I am very surprised to see some of the numbers being given here.
In 2002, my then girlfriend and current wife developed severe abdominal pain in the middle of the night. Turns out she had been hiding some recurring pain for a few weeks, and it had finally gotten the best of her.
An ambulance ride to the hospital. They asked which hospital, and I said the only one whose name I knew, which was not the State Hospital. Away we went.
Admission to the ER. Xrays, MRI, and then an emergency Appendectomy. Including a chat with the anesthesiologist while my girl was already drugged and being wheeled into the OR.
We had no insurance whatsoever. She worked, and I worked, but neither job had insurance.

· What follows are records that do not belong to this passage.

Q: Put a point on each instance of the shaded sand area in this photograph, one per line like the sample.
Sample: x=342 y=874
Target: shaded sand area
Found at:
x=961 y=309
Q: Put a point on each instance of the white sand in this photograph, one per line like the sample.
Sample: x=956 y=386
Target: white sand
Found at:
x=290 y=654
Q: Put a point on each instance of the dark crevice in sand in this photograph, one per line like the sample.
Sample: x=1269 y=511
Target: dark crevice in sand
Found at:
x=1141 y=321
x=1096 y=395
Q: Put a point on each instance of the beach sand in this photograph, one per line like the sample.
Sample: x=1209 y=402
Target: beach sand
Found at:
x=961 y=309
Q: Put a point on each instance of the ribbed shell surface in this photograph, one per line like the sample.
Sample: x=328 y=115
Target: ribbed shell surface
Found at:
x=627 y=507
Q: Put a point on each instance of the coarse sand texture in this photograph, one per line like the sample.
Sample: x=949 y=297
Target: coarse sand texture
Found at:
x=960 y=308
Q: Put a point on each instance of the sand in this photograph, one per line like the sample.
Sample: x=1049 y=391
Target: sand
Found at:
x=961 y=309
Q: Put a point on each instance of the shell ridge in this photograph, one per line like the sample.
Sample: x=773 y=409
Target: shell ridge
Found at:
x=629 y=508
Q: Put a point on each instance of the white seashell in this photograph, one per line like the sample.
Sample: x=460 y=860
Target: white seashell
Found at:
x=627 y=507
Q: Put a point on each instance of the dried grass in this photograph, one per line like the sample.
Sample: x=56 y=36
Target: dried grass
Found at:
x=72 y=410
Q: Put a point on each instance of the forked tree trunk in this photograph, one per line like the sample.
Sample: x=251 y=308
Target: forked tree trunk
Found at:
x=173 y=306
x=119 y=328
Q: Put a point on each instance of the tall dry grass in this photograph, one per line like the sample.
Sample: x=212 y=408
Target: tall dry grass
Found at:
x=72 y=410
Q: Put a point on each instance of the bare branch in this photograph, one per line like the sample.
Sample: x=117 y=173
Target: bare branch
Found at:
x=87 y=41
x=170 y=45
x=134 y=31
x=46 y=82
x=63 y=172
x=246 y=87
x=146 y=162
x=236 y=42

Thankfully, the folks at the billing office gave us information on a state funded program to help with the situation, but until that kicked in (retroactively) we started getting bills.
Ambulance Ride.
ER admission.
Surgery
Anesthetic for surgery
Labs
Imaging
An overnight stay in the hospital itself.
Bills came to just over $250,000. Thanks to the state program, our out of pocket for this ended up being a couple hundred bucks, but without that, we would have been ruined.
It is crazy that, at the same time as struggling with illness and finding effective treatment, you also have to worry about having to pay for it. Get a grip you people!
To provide a UK perspective. Here are some of the health issues my wife and I have had, and the amount we were liable for (over and above our regular tax and national insurance contributions)
Broken nose - £0
Broken radius and ulna - £0
in-patient bone spur removal - £0
Two children, 5 days stay in total, natural delivery with epidural (plus full theatre prep for a C-section that wasn’t needed) - £0
2 laparoscopies - £0
1 laser treatment for endometriosis - £0
and the list goes on. I should say that for each of the above there may be a small (£7-8) charge for prescription medication as required (though not for the pregnant and new mothers)
Now I don’t know how much I actually pay out of my taxes each year to fund the NHS, but I do know that it is predictable, progressive and ensures that the only concern I have regarding illness is the discomfort and prognosis. ingrowing-toenail or stroke? financially it makes no difference.
UK v. US? You live longer, on a per capita basis you personally pay less and your government pays less, and as a portion of GDP your government pays less. Bottom line? Better health at less cost.
This is pretty typical when comparing first world nations that have socialized health care as against the USA. The problem is that ideology has trumped reality in the USA.